Autor |
Wiadomość |
Glon |
Wysłany: Nie 23:30, 15 Lut 2015 Temat postu: |
|
Nie ma sprawy. Cieszę się, że szkło już pełne i że woda spełnia oczekiwania. |
|
|
raffau |
Wysłany: Nie 23:13, 15 Lut 2015 Temat postu: |
|
no zobaczymy co będzie...baniaki zalane i wielkie dzięki w strone glona!! woda prima sort!! |
|
|
jogo |
Wysłany: Czw 20:53, 12 Lut 2015 Temat postu: |
|
Kup testy,gh,kh,ph i bedziesz pewien wody,a i jeszcze akatar bo nos tez potrzebny sprawny.5 l tygodniowo ktoś kto ma filtr i lapie sobie to i Tobie nałapie,albo kup butelke w jednym sklepie i kupuj w nim ciągle i tylko w tym jednym. |
|
|
raffau |
Wysłany: Czw 20:42, 12 Lut 2015 Temat postu: |
|
tak....no wszystko jasne...propos membrany prosze czytać ze zrozumieniem bo pisze to samo któryś raz, membrana wytrzymuje TYLKO KILKA M-CY więc sie nie opłaca zmienić jej co rok (bo wkłady zmienialem co 3mcy).Odniesienie do almy rozumiem i prawie sie z nim zgodze, gdyby nie fakt że zdarzalo mi sie kupić wode ro z marketu która zwyczajnie ..śmierdziała, wiem że takie przypadki bywały też w skali Polski, może ja zwyczajnie za dużo oczekuje. |
|
|
jogo |
Wysłany: Czw 00:36, 12 Lut 2015 Temat postu: |
|
Chyba zabardzo odleciałem |
|
|
Glon |
Wysłany: Śro 23:25, 11 Lut 2015 Temat postu: |
|
Przepraszam za off top, ale nie wytrzymałem.

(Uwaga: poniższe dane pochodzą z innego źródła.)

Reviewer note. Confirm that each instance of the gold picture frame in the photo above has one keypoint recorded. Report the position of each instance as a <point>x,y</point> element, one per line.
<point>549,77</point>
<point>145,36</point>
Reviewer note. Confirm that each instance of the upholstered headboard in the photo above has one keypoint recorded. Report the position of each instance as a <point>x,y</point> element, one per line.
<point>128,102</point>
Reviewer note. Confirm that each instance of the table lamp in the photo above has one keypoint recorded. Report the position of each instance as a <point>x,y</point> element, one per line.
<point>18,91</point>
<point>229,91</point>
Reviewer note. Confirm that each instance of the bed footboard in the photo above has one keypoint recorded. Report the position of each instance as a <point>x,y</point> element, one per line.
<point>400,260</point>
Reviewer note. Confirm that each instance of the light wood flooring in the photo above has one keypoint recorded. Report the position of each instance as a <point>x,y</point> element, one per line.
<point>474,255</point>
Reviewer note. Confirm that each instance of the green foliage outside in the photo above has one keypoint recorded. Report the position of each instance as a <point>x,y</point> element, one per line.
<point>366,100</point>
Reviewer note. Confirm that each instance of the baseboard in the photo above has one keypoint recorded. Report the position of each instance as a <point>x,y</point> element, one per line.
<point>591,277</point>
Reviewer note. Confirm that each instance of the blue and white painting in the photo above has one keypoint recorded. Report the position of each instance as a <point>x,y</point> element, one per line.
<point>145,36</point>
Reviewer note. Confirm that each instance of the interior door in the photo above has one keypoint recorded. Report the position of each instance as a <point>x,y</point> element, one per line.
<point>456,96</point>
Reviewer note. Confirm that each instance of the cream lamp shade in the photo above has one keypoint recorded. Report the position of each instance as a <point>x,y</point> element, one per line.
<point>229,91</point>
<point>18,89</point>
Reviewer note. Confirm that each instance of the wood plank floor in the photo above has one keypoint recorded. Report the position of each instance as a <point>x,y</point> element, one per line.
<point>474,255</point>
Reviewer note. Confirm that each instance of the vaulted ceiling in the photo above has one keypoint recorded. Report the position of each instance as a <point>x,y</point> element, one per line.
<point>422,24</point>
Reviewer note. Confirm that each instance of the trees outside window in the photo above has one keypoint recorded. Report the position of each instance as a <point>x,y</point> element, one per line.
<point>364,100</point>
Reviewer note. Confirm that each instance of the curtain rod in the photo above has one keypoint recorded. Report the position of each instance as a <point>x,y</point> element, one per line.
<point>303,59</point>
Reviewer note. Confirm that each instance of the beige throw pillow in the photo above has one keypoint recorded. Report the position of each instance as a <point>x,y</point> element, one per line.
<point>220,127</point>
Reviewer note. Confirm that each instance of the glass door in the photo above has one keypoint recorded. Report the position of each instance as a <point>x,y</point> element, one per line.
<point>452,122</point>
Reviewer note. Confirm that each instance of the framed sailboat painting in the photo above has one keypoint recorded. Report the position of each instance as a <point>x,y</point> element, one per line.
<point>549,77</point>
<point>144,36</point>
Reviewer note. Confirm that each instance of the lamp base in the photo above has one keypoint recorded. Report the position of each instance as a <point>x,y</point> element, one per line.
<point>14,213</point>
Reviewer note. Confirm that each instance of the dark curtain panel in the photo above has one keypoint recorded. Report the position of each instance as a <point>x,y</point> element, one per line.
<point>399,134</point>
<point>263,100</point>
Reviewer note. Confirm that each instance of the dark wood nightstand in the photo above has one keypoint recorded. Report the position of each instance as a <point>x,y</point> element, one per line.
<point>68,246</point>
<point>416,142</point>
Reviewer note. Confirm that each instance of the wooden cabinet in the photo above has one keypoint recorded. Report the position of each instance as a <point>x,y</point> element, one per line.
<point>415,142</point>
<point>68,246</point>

Jogo skąd ty takie pomysły bierzesz? |
|
|
jogo |
Wysłany: Śro 23:18, 11 Lut 2015 Temat postu: |
|
Jest alma i jest biedronka,nie wiem jak wchodzi zarcie z almy,z biedronki mi smakuje,zyje i nawet brzuch mi rośnie,moje dzieci tez rosną i Twoje krewety tez urosną nawet jesli na kanistrze napisza lub nie ze to super chiper potrujnie destylowana zrudlano cudowna oligoceńska super moc. |
|
|
Klusek |
Wysłany: Śro 23:12, 11 Lut 2015 Temat postu: |
|
Nie bardzo jestem w stanie sobie wyobrazić wody w stanie płynnym z którą membrana sobie nie poradzi
Jeśli chodzi o wodę w bańce z supermarketu na której jest napisane woda demineralizowana to jest to dokładnie woda z filtra RO i jak najbardziej nadaje sie do naszych celów (oczywiście nie sama RO) |
|
|
raffau |
Wysłany: Śro 23:02, 11 Lut 2015 Temat postu: |
|
panowie prefiltry wymieniałem co 3miesiące, żywica nie miała nic wspólnego z membraną bo stanowiła ostatni filtr, po prostu jakość wody wejściowej była (jest) tak masakryczna żę trzeba by montować filtr solankowy centralny na ujęciu wody i do tego filtr ro, kto tej wody nie widział ten nie wie o czym mówie. Tylko że mnie sie po prostu nie opłaca kupno filtrów ro bo trzeba mi tylko 5litrów tygodniowo. Swego czaseu w leclercu była dostępna woda ro firmy "phoenix" i na butelce było napisane że ma przeznaczenie akwarystyczne (między innymi oczywiście). W tej chwili ŻADNA woda w marketach takiego napisu nie posiada. Być może dyskutujemy o sprawie błachej ale jeśli mam trzymać coś żywego, to nie dopuszcze żeby się męczyło, zgodzicie sie panowie? |
|
|
Klusek |
Wysłany: Pon 14:50, 09 Lut 2015 Temat postu: |
|
Przez membranę przechodzi tylko czysta woda i o stałych parametrach. Nie mam możliwości aby te parametry sie bardzo zmieniały, były lepsze lub gorsze w znacznym stopniu. Jeśli woda kranowa jest bardzo twarda to po przejściu przez membranę GH będzie bliskie " 0 " a nie mniejsze o np. 15stopni. Jeśli membrana zacznie się kończyć to spadnie jej wydajność i po prostu sie zapcha. Dlatego konieczne jest stosowanie filtracji wstępnej i wymiana tych filtrów dość często ( ok 6mcy) a trwałość samej membrany to ok trzy lata |
|
|
rabbit |
Wysłany: Pon 12:30, 09 Lut 2015 Temat postu: |
|
raffau napisał: | wszystko sie zgadza kolego ale ja nie mówie o wkładach tylko o membranie, i tak jak wyżej ktoś słusznie napisał skale no były takie że nawet osmoza nie radziła....i to mnie prowadzi do punktu wyjścia czyli poszukiwania osmozy zdatnej do lania do krewetek |
...ale ja nie piszę o membranie tylko o wkładach. Jeśli o nie nie zadbasz to nie masz co liczyć na prawidłową pracę membrany. Jeśli w wodzie jest pełno zanieczyszczeń mechanicznych powodujących również wysokie twardości to dokładasz dodatkową prefiltrację a nie traktujesz membranę żywicami.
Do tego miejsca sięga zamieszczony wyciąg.